The American Cancer Society, though it has made no official statement on the approval, believes this is a major advance.
"Our only concern is that there is a treatment that moves us forward ... we are certainly pleased to see that continue," Dr. J. Leonard Lichtenfeld, deputy chief medical officer with the American Cancer Society, told Patient Daily.
"This is a major advance and built on a substantial amount of research," Lichtenfeld said. "I use the word breakthrough very sparingly, but this is built on exacting research and fascinating work to get to this point. It is positive."
But Lichtenfeld cautioned that it takes time to know everything there is to know about new drugs or treatments. He cited the example of immunotherapy, which was believed to substantially lower the potential and severity of side effects.
That is true for many patients, Lichtenfeld said, but it is now clear that for a significant number there are long term side effects.
"So the excitement is tempered," he added.
A number of moves over recent years have encouraged the FDA to speed up the approval process for new drugs and treatments.
The current user fee agreement between the FDA and pharmaceutical companies includes language that allows for speedier approval for "breakthrough" drugs. The bipartisan 21st Century Cures Act similarly includes measures to allow for faster approval.

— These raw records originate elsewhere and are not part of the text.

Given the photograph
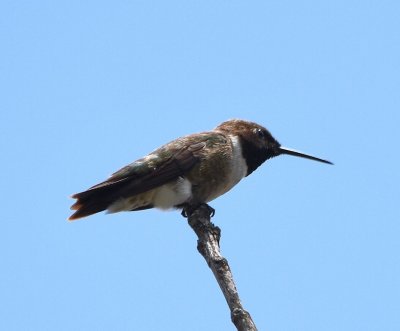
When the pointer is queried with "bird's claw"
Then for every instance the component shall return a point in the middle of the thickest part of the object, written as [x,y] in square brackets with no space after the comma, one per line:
[188,210]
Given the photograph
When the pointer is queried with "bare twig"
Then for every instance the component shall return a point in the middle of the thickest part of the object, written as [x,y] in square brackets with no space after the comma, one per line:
[208,246]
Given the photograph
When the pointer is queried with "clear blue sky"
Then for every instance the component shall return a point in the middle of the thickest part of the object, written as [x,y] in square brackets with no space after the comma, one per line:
[87,87]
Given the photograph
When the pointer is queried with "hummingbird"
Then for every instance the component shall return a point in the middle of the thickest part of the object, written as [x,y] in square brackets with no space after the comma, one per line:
[187,172]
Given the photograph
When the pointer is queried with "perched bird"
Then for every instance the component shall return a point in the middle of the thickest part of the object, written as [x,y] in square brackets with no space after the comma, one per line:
[186,172]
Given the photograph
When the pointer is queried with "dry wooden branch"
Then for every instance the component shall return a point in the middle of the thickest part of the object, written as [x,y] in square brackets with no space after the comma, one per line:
[208,246]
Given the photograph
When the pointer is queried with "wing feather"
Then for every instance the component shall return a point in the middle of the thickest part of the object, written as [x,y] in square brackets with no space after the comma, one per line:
[132,180]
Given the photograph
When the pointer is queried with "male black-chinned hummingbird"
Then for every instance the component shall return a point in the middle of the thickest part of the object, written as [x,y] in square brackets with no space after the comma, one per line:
[186,172]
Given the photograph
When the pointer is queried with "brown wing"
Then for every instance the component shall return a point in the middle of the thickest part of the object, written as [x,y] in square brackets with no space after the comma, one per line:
[130,181]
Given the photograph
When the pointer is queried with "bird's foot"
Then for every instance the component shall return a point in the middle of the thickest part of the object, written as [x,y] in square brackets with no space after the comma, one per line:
[189,209]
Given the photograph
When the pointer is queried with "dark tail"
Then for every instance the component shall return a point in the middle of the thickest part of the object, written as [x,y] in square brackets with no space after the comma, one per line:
[93,200]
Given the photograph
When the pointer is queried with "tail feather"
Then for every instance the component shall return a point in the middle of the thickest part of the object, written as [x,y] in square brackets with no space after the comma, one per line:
[93,200]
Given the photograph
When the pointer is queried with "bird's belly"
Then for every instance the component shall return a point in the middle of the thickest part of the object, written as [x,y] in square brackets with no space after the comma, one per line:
[173,194]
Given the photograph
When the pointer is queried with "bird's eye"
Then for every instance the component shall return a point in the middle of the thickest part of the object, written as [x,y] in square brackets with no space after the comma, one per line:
[260,133]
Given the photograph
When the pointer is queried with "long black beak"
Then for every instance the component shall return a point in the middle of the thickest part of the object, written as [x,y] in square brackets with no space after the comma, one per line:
[288,151]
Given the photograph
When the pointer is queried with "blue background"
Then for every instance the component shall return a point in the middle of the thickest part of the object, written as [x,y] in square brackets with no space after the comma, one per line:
[87,87]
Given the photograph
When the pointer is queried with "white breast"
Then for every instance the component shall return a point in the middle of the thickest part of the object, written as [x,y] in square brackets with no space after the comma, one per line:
[172,194]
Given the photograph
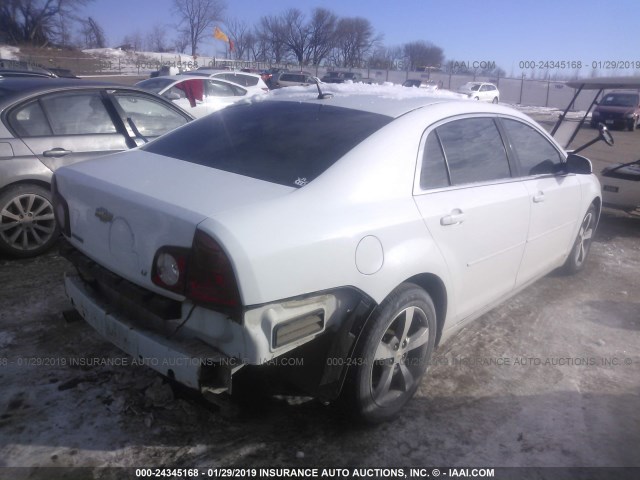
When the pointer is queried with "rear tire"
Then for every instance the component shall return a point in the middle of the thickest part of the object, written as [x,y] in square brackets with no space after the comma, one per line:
[580,251]
[27,224]
[392,354]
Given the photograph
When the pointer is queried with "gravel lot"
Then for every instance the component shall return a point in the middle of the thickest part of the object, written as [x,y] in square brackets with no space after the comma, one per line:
[550,378]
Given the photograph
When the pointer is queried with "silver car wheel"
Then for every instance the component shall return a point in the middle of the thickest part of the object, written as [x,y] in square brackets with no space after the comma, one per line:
[27,223]
[400,358]
[584,238]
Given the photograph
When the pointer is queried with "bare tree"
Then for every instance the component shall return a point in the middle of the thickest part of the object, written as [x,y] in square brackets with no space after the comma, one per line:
[270,32]
[198,17]
[355,37]
[322,29]
[258,47]
[35,21]
[93,35]
[421,55]
[181,41]
[239,33]
[157,39]
[296,33]
[387,58]
[134,40]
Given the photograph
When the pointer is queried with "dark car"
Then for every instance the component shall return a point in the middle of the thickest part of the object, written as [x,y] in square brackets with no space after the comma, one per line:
[50,122]
[270,76]
[618,110]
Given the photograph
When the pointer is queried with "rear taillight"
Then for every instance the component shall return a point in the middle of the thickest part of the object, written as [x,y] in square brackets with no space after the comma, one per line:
[170,268]
[60,209]
[211,281]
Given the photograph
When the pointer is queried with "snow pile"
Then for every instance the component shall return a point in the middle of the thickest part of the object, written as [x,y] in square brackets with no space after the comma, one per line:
[109,52]
[386,90]
[550,111]
[9,53]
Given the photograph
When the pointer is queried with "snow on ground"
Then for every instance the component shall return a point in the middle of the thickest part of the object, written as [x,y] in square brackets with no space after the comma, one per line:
[550,111]
[386,90]
[116,60]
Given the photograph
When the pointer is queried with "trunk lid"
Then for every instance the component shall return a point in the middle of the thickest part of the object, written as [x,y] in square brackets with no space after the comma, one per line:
[123,208]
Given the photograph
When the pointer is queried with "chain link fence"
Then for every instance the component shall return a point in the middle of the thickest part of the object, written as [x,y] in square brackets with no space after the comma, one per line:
[521,91]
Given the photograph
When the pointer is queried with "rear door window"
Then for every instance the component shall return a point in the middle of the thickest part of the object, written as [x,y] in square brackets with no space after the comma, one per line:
[535,154]
[30,121]
[78,114]
[474,150]
[151,117]
[290,143]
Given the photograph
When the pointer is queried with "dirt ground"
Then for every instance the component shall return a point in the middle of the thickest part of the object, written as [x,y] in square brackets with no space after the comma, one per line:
[550,378]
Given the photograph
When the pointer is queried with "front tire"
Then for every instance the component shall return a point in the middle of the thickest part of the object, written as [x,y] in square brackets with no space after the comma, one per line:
[27,224]
[580,251]
[392,355]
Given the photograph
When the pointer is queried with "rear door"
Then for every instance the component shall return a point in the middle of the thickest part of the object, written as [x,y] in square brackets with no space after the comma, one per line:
[475,211]
[67,127]
[555,198]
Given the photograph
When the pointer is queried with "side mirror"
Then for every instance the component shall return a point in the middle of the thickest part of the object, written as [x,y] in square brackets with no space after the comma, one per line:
[605,134]
[578,164]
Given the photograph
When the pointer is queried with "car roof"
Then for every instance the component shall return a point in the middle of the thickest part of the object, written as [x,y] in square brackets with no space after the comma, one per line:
[390,100]
[16,88]
[181,78]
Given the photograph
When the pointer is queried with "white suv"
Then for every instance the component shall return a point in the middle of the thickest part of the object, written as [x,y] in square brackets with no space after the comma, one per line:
[486,92]
[329,242]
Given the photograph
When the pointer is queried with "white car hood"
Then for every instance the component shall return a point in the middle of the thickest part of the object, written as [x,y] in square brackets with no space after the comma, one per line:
[126,206]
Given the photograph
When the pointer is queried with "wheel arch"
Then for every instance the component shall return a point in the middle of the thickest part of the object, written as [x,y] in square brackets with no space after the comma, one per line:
[436,289]
[27,181]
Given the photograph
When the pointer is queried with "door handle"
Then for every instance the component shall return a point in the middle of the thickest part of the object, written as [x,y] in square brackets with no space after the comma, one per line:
[538,197]
[56,152]
[454,218]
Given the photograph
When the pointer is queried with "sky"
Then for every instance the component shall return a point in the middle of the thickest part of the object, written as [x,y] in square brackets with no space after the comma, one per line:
[508,33]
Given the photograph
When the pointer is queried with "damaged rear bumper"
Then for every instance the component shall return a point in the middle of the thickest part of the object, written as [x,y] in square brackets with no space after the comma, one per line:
[189,361]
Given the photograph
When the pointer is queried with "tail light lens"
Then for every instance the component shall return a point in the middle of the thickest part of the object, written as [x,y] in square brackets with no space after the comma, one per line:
[211,281]
[170,268]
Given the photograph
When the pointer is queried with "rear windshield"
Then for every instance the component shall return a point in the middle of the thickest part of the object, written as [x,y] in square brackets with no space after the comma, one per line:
[620,100]
[289,143]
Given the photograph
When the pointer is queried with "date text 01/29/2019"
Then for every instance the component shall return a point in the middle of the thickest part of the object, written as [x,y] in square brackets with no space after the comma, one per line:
[578,64]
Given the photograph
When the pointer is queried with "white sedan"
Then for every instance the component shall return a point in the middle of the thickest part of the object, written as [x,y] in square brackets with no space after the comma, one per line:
[199,96]
[327,242]
[485,92]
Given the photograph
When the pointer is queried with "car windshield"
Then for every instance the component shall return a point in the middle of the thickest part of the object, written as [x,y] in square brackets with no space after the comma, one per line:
[289,143]
[620,100]
[155,85]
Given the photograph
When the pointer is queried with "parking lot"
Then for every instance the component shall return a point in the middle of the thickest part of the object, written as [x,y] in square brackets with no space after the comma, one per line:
[550,378]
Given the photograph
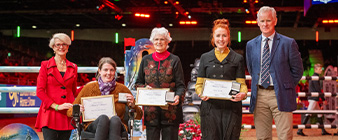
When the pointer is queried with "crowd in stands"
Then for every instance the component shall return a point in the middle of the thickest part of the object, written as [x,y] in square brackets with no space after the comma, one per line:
[12,54]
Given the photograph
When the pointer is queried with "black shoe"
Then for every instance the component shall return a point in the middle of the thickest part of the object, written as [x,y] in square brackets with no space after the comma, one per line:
[301,133]
[335,134]
[325,133]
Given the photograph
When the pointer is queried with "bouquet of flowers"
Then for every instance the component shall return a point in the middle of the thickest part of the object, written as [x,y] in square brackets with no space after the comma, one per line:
[190,130]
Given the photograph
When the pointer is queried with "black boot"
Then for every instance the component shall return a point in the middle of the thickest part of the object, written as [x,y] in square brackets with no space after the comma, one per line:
[320,120]
[300,131]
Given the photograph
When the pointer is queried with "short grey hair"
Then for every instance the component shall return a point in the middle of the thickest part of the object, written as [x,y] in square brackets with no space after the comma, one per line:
[161,31]
[62,36]
[267,9]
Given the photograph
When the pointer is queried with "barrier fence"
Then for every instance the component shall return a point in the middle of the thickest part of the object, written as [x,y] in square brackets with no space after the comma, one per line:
[34,110]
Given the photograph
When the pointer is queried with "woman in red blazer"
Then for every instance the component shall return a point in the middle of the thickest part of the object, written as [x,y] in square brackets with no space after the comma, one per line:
[56,87]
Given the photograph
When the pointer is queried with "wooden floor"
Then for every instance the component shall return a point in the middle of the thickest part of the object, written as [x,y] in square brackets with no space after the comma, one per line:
[249,134]
[313,134]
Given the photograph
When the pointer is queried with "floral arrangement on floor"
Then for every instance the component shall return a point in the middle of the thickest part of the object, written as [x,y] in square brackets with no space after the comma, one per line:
[190,130]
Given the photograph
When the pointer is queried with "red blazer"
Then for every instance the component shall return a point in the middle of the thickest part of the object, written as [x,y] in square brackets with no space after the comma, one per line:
[53,88]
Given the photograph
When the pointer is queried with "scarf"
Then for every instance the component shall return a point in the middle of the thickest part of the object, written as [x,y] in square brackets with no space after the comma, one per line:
[107,87]
[160,56]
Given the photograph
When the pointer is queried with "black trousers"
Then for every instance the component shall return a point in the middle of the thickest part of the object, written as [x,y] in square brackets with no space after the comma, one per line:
[169,132]
[221,119]
[51,134]
[105,128]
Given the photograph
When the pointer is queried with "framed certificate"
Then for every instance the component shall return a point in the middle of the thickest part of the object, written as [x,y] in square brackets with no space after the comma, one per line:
[151,97]
[95,106]
[218,89]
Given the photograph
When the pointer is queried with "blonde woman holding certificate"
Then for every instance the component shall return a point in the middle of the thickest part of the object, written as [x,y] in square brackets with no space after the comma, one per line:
[221,119]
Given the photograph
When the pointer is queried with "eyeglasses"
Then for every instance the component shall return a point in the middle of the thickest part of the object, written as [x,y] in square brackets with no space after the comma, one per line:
[59,45]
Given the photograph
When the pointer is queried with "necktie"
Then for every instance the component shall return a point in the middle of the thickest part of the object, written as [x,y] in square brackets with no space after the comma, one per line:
[265,74]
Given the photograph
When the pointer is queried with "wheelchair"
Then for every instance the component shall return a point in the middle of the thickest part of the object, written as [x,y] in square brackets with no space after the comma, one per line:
[125,134]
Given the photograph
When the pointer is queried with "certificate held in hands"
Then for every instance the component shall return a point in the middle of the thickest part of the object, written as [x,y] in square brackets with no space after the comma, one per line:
[220,89]
[151,97]
[95,106]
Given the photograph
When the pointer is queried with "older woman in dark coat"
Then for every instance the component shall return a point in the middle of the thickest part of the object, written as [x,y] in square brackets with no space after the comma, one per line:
[162,70]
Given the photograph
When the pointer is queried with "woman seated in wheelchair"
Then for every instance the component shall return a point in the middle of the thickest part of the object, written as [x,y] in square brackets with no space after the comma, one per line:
[103,127]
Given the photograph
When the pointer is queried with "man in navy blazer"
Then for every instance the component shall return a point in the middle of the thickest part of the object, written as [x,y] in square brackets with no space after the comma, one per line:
[274,77]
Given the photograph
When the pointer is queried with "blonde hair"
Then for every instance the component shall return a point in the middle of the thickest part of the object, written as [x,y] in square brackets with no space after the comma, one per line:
[62,36]
[220,23]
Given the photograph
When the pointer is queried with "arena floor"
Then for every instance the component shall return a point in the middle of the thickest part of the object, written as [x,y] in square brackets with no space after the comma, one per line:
[247,134]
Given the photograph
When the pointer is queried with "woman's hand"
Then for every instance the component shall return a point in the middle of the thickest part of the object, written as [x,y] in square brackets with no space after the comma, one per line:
[130,100]
[238,97]
[65,106]
[176,100]
[149,87]
[204,98]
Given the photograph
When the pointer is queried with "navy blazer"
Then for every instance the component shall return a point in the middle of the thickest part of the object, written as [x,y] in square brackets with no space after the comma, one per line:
[286,69]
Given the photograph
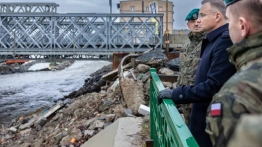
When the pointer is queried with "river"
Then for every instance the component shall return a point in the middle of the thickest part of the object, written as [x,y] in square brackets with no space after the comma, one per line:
[23,93]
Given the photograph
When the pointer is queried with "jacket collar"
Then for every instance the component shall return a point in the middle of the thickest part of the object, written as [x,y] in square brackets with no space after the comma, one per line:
[212,35]
[197,36]
[248,49]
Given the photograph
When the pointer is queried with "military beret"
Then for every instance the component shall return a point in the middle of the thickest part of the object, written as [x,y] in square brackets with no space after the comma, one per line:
[229,2]
[193,15]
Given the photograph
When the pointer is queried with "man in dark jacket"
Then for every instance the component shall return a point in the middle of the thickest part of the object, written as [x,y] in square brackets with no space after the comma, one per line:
[213,71]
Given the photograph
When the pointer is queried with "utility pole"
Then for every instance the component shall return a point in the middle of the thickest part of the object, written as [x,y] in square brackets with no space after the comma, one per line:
[167,32]
[110,4]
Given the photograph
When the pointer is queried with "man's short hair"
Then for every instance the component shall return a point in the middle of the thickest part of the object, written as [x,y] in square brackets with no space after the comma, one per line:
[217,4]
[250,9]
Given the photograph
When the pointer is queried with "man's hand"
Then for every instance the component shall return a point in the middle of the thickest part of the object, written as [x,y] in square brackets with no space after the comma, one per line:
[166,93]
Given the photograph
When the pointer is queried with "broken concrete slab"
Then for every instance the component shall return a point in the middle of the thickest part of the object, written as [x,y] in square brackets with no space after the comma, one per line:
[124,132]
[110,118]
[133,93]
[12,129]
[111,75]
[96,124]
[75,133]
[142,68]
[28,124]
[166,71]
[144,110]
[89,132]
[89,122]
[24,132]
[153,58]
[53,110]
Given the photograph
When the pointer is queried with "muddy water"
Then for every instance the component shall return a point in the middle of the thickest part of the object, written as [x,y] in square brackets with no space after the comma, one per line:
[22,93]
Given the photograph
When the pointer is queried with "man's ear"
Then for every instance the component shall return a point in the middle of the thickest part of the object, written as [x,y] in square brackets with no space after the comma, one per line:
[218,17]
[244,27]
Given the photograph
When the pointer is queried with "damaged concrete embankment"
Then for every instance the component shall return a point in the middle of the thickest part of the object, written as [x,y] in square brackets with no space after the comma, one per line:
[104,98]
[25,67]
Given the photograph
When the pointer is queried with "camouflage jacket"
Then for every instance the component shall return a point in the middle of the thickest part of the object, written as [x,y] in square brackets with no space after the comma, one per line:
[242,93]
[189,59]
[248,132]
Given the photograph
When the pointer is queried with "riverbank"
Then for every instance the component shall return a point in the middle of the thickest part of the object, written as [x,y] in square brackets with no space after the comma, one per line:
[106,96]
[31,66]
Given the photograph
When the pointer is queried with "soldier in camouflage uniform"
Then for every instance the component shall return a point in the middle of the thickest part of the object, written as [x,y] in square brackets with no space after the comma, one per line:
[190,57]
[242,93]
[248,132]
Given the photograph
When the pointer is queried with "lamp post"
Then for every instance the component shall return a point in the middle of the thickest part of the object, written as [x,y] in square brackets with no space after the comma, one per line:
[110,4]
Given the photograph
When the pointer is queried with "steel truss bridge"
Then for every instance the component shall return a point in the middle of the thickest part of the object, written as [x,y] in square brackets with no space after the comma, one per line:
[37,31]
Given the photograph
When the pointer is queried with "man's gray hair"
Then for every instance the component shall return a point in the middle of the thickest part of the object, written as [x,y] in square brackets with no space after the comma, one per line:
[217,4]
[251,9]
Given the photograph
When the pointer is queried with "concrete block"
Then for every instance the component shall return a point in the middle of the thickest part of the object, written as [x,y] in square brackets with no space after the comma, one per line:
[124,132]
[144,110]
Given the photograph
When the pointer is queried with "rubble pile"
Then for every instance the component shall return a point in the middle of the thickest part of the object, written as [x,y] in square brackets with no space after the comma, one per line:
[105,97]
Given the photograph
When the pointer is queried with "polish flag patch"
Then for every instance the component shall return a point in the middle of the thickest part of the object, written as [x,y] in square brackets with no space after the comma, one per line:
[216,109]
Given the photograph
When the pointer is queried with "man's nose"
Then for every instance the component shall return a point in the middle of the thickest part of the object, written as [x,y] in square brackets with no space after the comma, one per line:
[198,21]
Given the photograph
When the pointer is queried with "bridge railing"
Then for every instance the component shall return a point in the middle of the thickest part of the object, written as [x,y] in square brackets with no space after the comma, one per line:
[167,127]
[79,33]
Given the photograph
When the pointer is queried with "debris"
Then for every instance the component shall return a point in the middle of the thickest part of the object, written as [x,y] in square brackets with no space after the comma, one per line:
[166,71]
[144,110]
[133,93]
[167,84]
[142,68]
[128,113]
[110,118]
[89,132]
[53,110]
[24,132]
[12,129]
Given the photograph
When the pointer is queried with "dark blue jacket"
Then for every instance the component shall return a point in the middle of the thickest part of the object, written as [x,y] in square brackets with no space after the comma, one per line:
[213,71]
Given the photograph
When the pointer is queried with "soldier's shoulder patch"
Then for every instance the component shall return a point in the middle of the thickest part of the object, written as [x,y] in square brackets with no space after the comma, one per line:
[216,109]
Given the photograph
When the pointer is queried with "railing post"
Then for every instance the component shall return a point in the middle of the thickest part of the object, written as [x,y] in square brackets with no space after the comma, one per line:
[167,127]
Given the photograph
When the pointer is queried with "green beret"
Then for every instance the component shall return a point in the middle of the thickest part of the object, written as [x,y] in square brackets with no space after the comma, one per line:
[193,15]
[229,2]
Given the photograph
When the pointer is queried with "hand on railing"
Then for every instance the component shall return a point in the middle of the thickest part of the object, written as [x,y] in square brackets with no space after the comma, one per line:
[164,94]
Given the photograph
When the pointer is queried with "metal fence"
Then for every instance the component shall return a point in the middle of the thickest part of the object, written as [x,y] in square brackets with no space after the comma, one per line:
[167,127]
[34,35]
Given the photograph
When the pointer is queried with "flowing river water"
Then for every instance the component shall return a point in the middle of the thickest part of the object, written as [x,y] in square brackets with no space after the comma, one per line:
[23,93]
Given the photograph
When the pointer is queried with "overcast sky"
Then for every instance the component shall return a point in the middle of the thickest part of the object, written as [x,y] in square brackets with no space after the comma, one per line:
[181,7]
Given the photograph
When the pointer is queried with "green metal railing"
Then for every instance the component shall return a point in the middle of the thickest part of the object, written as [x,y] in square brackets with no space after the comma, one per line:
[167,127]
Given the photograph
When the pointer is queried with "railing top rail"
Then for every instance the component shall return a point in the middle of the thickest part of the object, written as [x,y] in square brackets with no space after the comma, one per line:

But, said Lichtenfeld, there is still an argument between those that believe strongly in allowing drugs to get on to the market quicker and those warning of the dangers.
"You find people are on both sides of that argument, but I do feel you can accelerate under certain conditions," Lichtenfeld said.
He noted that patients and their families want to get effective drugs on the market as quickly as they can, and added that those suffering a number of cancers, including pancreatic and ovarian, have "substantial unmeet needs."
"The other part of the equation is that when a drug receives early approval there should be ongoing study and in an organized fashion," he said, adding that the best case scenario is that all agree on a drug or treatment coming out quickly
The advent of gene therapy – by definition in its infancy – will only add another layer to the argument between those advocating faster approval and those advising caution.
Following the approval of the therapy, FDA Commissioner Gottlieb said it was "an important milestone in a long journey we've been on to transform clinical medicine by using modern advances in genomics."
He described gene therapy as something that "was always held out as a way to alter the course of many vexing diseases and maybe even deliver the ability to cure deadly disorders." The approval is a "pivotal leg" in that journey.
In a separate, and much less heralded move, the FDA also approved at the end of August a "breakthrough" to treat adults with ALL. Nearly 6,000 Americans are diagnosed every year, and more than 1,400 die annually
The treatment, under the brand name Besponsa, is approved for adults with relapsed or refractory B-cell precursor acute lymphoblastic leukemia (ALL). Nearly 6,000 Americans are diagnosed with the condition annually and more than 1,400 die from it every year
"This drug application was granted priority review and breakthrough therapy designations," FDA Press Officer Tralisa Colby said in a statement to Patient Daily. "Besponsa also received Orphan Drug designation, which provides incentives to assist and encourage the development of drugs for rare diseases."
Sufferers of rare conditions often applaud this program as it allows those drugs developed specifically to treat a rare medical condition to make it to market quicker.